I did some searching around and found this Ask Ubuntu Stack Exchange. This isn't the exact same problem I had, I was getting no sound at all from external speakers, rather than crackly or bad quality sound, but the answer about moving from
PulseAudio to Pipewire was on point. I also found this help request on the Zoom community forum. It was a bit of a red herring because it mentioned problems with Jabra Speak, which happens to be the brand of speaker/mic that I use by default, and actually it's not a Jabra problem at all, it's a Pipewire problem. But it connected back to the Stack Exchange report I'd already seen, that the problem was the change of audio software. The official Zoom rep (probably a bot TBH) gives the absolutely useless try synching the microphoneadvice, but other forum users actually properly paid attention to the very detailed bug report. It's also a total coincidence that the Stack Exchange report has a similar brand and model of laptop to mine; actually the issue was the upgrade from Ubuntu 22 to 24 (Jammy Jellyfish to Noble Numbat).
So I followed the guide in the Stack Exchange reply. It was interesting to learn that the problem is specifically Steam games under Proton, because having scared myself by breaking things when I booted into Windows I was playing Wordatro (and other Windows-only games) through Proton. I had to make a few tweaks. First of all you can't copy files from
/usr/share/ to /etc/ using the GUI file explorer. I had to remind myself how to use cp commands from the terminal. The solution was sudo cp -r /usr/share/pipewire /etc/pipewire (it took me a little bit of trial and error to get to the exact syntax for file paths). I then followed step 2 in the Stack Exchange response, but ran into a problem because it said Uncomment the next parameter: pulse.idle.timeout = 0. That made me realize that the line I'd just edited also started with a # and was therefore commented out; editing it wasn't going to do anything! I asked uncommentand he said it looked like Dherik's machine must have that line active, not commented, so I uncommented both the relevant lines in the conf file and left a comment saying that I had altered them based on [link]. I exactly followed step #3 and everything was fixed, yay!
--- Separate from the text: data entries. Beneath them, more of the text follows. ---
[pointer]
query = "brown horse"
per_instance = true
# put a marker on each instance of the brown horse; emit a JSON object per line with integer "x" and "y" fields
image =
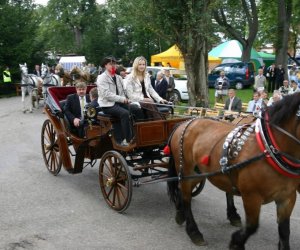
{"x": 259, "y": 162}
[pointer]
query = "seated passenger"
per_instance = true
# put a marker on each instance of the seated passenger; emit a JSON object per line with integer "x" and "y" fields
{"x": 161, "y": 85}
{"x": 74, "y": 109}
{"x": 94, "y": 99}
{"x": 140, "y": 91}
{"x": 112, "y": 98}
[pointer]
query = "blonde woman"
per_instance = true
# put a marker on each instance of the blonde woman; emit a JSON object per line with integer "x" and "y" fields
{"x": 140, "y": 91}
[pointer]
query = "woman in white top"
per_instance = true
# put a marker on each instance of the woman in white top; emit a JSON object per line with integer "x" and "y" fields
{"x": 140, "y": 91}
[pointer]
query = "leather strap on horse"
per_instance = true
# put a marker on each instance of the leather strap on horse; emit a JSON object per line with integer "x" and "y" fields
{"x": 207, "y": 175}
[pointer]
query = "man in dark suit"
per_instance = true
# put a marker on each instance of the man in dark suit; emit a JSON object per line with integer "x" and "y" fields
{"x": 161, "y": 85}
{"x": 233, "y": 103}
{"x": 74, "y": 108}
{"x": 171, "y": 84}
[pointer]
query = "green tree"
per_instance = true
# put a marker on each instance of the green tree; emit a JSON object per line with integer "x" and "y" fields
{"x": 240, "y": 25}
{"x": 17, "y": 33}
{"x": 185, "y": 23}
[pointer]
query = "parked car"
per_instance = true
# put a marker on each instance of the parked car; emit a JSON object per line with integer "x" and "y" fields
{"x": 180, "y": 92}
{"x": 240, "y": 74}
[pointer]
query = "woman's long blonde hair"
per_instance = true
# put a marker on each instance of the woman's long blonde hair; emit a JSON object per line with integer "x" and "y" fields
{"x": 135, "y": 71}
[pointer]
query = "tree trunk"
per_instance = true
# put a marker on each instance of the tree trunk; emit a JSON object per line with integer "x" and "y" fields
{"x": 78, "y": 37}
{"x": 284, "y": 19}
{"x": 196, "y": 65}
{"x": 252, "y": 22}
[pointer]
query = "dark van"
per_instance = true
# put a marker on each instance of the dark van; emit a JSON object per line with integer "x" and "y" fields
{"x": 240, "y": 74}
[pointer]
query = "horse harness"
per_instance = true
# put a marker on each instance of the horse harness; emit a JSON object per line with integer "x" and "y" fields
{"x": 234, "y": 143}
{"x": 48, "y": 80}
{"x": 282, "y": 162}
{"x": 26, "y": 82}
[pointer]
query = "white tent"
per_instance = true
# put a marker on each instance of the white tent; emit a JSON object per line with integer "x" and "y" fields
{"x": 69, "y": 61}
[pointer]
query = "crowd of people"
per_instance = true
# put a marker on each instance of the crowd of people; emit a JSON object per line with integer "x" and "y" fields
{"x": 268, "y": 80}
So I now understand what grub is, how to get to a terminal from a screen of death, and have some notion of the difference between dpkg and apt (though I am almost certainly not competent to actually drive them without help). And I now have a lovely well-behaved laptop running Ubuntu 24.04 with working sound and no sharks.
no subject
Date: 2025-07-21 03:27 pm (UTC)The "switch to tty console" thing is something that used to be a lot more common - I'd have to look up the key combination, but I've used it a bunch of times in the past when having issues with graphics and the GUI etc. But I can see why it feels obscure to you! Not an immediately obvious solution in these days of hardware mostly just working.
no subject
Date: 2025-07-21 07:55 pm (UTC)And good for managing to get your sound working with Pipewire.
The Konami code is something you might know about if you've ever needed to switch terminals, but you usually only need to switch terminals away from the GUI when something has gone wrong. (At which point you learn that tty1 and/or tty7 tends to be used for the GUI, leaving tty2 through tty6 for console login and possible rescue operations.) I had to learn Ctrl+Alt+F(#) because certain things wouldn't run in the GUI, and because I've borked my fair share of graphical login prompts. I wish things were better documented, but a lot of developers seem to have an allergy to keeping up their documentation.